I pushed myself up and ignored the pain on my rear. Totshigui Sorah appeared to my side and grabbed my hand. My legs turned into liquid and I fell over again.
"Are you alright?" He asked again before he stopped. His gaze fixed onto my arm, which was blackened. "What's this?..."
"It's okay. I got these bruises when I fell over just now."
"Tell me. Where did you get them?"
I stared at the ground. He saw through my lie. I had them for a while now. She'd hit me last night. "My tutor..."
"Tutor?... Why would they?" His voice suddenly rose as I backed farther away from him.
"Because..." I paused. Nobody ever asked me before. "I didn't listen to her."
"Did they hurt you anywhere else?..."
I kept my head down. I nodded slowly.
"..." His fists trembled without saying anything. His usual deadpan face formed into a frustrated frown before lifting his head. "Miss Qawasumi.
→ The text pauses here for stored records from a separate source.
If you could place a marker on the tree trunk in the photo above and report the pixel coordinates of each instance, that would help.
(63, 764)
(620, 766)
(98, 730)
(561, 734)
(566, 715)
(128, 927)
If there's anything I can do—"
"Why?" I interrupted his burst of anger, holding my hands close to my chest. "Why do you keep talking to me?"
He was taken aback by my question, but he gave it thought. " I don't have a lot of friends. So I decided to become yours."
My lips trembled. "Is it because you want something out of me?..."
"Why would I?"
A couple days later, my tutor stopped visiting the house. I never knew what happened to her. She probably found work elsewhere. Months passed. I was sitting under the shade of Mister Tree, and heard the rustling sound of the fence. My gaze snapped over to see Totshigui Sorah climb over the fence with a stern look on his face.
He told me that he was leaving the city.
"Leaving?" I repeated, standing up.
"My studies in the capital are over. I'm returning back to my hometown, Itogutshi."
"But... why?"
"It was temporary after all." He scratched his cheek. The clouds covered the sun as the open area became darker. "So I came to say goodbye, Miss Qawasumi."
"Wait!"
"What is it?"
"Can... I come too?"
I don't know why I asked him that. I was the one that didn't want to get close to him in the first place. We'd only just talked to each other for less than a semester, yet he was leaving. That meant our interactions here would stop. I would sit in silence again. Totshigui Sorah closed his eyes.
"You can't. You're in the Royal Archery Academy right? I bet your mother would want you to stay here."
My mouth couldn't say it. Refute his comment. That I didn't want to be here. "Why are you leaving?"
"My family's poor. So I'm going to bring my family to La Plage. I'm going to get super smart, and earn a lot of money. That has always been my goal." He faced his back to me, his shoulders quivering. Then he turned around. "I'm glad I got to know you. Surely we will meet again some day."
What I saw then, was a smile that cleared the clouds for the sun. An expression I never forgot since that day, an expression I didn't want to lose. I took a step towards him. Another. Until I was within arm's length. I wanted to run away from here, this city, this life. From my mom, from this school. Whether it be the mandatory participation in the Royal Archery Tournament by the Imperial Court or the constant loneliness I imposed on myself, my heart yearned for something more.
Years later, I would slip out of the city without warning, searching for that genuine smile once more.